Spectrofluorimetry studies were done using a SPEX Fluorolog-3 (Horiba) with external water bath and 1.6 mL synthetic quartz cells (Hellma 119-004F). The excitation was at 584 nm, while emission was at 604 nm. In all spectrofluorimetry experiments, the total reaction volume was 1.5 mL, the temperature was \(25^{\circ }\)C, and 2 nm band-pass slits were used for both excitation and emission monochrometers. Experiments were conducted with an integration time of 10 seconds at 60 second intervals. Prior to each experiment, all cuvettes were cleaned as follows: each cuvette was rinsed 15 times in Milli-Q water, 5 times in \(70\%\) ethanol, another 15 times in Milli-Q water, and finally once more in \(70\%\) ethanol and then Milli-Q water. For the slit size, concentrations, and integration times used, no measurable photobleaching was observed. Exponential and linear reactions contained the following concentrations of species [I] = 0 nM, 1 nM, 2 nM, 4 nM, 8nM, 16nM, 32 nM, 64 nM, 100 nM; [H1] = 150 nM; [H2] = 100 nM; [H3] = 100 nM. Divide reactions contained the following concentrations of species [I] = 10nM, 25 nM; [D] = 0 nM, 1 nM, 16 nM, 100 nM; [H1] = 150 nM; [H2] = 100 nM; [H3] = 100 nM.
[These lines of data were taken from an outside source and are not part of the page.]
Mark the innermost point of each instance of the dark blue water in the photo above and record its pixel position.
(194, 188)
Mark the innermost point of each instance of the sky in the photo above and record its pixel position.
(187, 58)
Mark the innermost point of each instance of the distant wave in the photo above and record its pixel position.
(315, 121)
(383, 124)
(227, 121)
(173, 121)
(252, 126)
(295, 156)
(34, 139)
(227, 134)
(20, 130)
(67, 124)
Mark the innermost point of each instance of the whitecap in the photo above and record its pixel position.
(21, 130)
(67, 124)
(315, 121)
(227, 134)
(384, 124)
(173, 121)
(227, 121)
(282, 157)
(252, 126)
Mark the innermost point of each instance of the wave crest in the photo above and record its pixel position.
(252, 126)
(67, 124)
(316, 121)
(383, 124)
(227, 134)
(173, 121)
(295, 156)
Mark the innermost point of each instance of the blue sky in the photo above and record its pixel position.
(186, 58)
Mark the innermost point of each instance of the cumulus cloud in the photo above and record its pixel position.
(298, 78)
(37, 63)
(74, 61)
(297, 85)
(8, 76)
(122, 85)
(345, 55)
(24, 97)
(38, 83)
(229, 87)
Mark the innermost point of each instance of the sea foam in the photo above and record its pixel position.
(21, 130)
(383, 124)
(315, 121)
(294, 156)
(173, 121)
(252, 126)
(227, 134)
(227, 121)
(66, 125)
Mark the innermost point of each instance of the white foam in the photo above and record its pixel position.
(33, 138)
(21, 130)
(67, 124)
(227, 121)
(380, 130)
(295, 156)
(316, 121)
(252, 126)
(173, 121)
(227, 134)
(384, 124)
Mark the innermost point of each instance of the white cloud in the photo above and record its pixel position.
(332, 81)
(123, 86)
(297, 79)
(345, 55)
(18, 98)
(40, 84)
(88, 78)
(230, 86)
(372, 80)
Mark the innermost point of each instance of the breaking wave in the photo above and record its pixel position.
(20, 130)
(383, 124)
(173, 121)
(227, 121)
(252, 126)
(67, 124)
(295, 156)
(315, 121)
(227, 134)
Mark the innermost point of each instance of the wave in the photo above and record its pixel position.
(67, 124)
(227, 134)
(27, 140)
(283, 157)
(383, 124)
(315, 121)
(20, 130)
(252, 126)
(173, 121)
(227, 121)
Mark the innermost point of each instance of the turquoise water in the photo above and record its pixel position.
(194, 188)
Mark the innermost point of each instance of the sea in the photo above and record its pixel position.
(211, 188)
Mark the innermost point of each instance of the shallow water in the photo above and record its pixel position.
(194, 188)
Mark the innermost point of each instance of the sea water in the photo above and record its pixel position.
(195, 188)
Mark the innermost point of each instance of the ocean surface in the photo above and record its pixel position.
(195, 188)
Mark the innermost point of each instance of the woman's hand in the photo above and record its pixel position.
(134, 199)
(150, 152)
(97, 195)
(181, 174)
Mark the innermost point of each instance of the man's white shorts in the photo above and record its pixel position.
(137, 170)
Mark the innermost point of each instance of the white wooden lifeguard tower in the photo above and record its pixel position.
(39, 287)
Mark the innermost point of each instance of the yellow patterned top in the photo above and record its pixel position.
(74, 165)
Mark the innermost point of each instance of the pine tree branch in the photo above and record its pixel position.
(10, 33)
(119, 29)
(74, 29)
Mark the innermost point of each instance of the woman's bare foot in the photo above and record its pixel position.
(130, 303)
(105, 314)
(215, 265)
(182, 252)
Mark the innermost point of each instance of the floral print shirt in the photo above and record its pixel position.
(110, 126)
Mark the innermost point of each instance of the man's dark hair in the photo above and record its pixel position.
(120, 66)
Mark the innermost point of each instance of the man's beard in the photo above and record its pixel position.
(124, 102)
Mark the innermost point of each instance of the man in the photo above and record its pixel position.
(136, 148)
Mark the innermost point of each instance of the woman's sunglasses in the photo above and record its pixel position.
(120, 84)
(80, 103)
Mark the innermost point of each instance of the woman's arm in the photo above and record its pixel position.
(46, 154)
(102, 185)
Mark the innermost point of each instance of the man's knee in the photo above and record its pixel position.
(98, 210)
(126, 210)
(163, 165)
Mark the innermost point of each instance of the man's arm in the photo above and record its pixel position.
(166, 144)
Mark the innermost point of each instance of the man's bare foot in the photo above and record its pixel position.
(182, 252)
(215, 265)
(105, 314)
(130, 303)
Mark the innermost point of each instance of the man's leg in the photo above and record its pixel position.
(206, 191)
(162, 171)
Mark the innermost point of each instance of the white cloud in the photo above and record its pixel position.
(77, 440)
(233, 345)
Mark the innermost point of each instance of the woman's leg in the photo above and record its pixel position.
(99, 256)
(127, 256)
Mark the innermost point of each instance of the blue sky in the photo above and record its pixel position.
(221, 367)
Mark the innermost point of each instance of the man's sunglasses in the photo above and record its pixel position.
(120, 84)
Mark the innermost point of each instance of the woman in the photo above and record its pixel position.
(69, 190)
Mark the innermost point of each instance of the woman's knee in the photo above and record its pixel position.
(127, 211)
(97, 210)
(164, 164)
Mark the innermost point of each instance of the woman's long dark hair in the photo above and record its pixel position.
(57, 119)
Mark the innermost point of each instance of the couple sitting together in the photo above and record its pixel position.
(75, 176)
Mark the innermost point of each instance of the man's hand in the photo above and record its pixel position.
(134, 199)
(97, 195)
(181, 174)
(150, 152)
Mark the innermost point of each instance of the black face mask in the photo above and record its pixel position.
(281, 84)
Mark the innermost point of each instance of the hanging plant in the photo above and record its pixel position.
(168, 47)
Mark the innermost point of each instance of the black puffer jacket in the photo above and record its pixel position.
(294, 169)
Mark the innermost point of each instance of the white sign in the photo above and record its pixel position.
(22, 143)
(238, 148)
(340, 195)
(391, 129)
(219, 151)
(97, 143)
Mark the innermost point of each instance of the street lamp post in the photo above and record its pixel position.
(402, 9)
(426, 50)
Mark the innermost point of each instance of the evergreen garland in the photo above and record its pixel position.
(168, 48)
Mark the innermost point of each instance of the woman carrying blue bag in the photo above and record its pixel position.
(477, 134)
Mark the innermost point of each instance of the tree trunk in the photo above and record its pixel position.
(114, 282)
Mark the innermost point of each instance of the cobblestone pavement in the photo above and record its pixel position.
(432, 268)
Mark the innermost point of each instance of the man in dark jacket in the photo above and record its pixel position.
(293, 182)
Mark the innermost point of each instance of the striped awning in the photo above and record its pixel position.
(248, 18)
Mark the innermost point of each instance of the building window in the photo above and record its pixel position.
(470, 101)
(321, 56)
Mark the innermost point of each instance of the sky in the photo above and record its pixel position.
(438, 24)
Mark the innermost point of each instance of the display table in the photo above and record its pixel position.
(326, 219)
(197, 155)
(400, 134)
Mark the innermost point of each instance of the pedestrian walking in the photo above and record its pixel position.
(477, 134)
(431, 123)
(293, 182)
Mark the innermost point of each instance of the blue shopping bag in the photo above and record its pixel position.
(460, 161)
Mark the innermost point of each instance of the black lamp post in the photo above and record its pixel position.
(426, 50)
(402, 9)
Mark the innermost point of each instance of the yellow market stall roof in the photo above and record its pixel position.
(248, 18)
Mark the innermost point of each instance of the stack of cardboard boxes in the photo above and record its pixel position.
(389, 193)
Fluorescence normalization

Fluorescence is normalized so that one normalized unit of fluorescence corresponds to 1 nM of unquenched fluorophore-labeled strand reporter 2. This normalization is based on the fluorescence levels of annealed samples with a minimal fluorescence measurement taken of the diluted Reporter complex before the experiment was initiated, and a maximal fluorescence value that is extracted from a biexponential fit of the data taken at the end of the experiment, after the displacement strand is added to displace all unreacted fluorophore-quencher pairs.

Significance of results

In this paper, we demonstrate a molecular system for exponentially fast programmed growth using an “internal” insertion approach, which is less limited by physical interference than methods that passively rely on “external” accretion. Exponential growth aids future bottom-up fabrication—the self-manufacture of 2D and 3D molecular devices from simpler components. There is also a discussion in the supplementary material, which explains that an “extension” beyond conventional Turing machine theory is needed to analyze exponential growth in programmable physical systems, a task for theoreticians to explore. Physical sequential Turing machines cannot achieve exponential growth of structure in real time, yet taxonomically less powerful physical formalisms can do this. A need for an “extended” computation/physical theory arises.